I emptied some of the stuff onto the table: a diary, a novel, a notebook,  multiple pens, a phone, a camera, a wad of paperhankies, an umbrella, my travel-card, a couple of catalogues from recent art exhibitions, a lot of scrunched up receipts, a packet of headache pills.  Nothing out of the ordniary that would account for the extra weight I’d been feeling on my shoulder(!).

It was my purse that was the problem.  After a week of buying small items with notes, and then cramming the change into my bag without paying it much attention, I was weighed down with coins.

Charities are always enthusiastically asking us for our small change, even foreign currency bits and pieces, in strategically placed boxes or paper enveloped slipped into the bags with airline headsets; there’s money in them there pennies.  And what a lot of pennies I had.  It’s inevitable when so many things are priced at, say, 1.99 or 2.59.

I recall when I lived in Russia in the 1990s we would just wave away the offer of change; at the time a 100 rouble note was worth less than 1 US cent, so what was the point of a 50 rouble coin?  I saved any coins I wasn’t able to decline in a jam jar, and just before I left the country, I gave the jar and its contents to a man with no legs who frequently begged outside my block on summer weekends.  As it didn’t amount to much, I topped it up with paper money, but was surprised to see how genuinely pleased he seemed to be with the jar.

Another Moscow memory is evoked by the small wooden toy I have, the only charm of which is that I received it instead of the US$2 that the stall holder at the Ismailova craft market owed me.  Similar, I suppose to those pre-Euro times in Italy, when you might be offered a boiled sweet as change where the shopkeeper had no small denomination lira notes.

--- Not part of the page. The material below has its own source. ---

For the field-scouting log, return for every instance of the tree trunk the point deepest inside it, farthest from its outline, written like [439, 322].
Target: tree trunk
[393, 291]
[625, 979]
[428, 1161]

But who in London would turn away change these days?  Not me.  So I set myself the task to see if I could buy something using the maximum number of coins: a coffee for 1.90.  It was quite tricky, standing in line and capturing all the smallest coins in my hand ready to pay.  In the end, I lightened my load by 23 coins….,fancy trying to work out the combination? *

It reminded me of maths puzzles I faced not long after I started school in the US after my family had moved there when I was six.  We had to make up particular sums of money with the lowest number of coins.  I picked it up pretty quickly, but remember very clearly, the teacher remonstrated with the child sitting next to me who was being less successful with the problem.  ‘Rowena can do it, and she’s not even American.’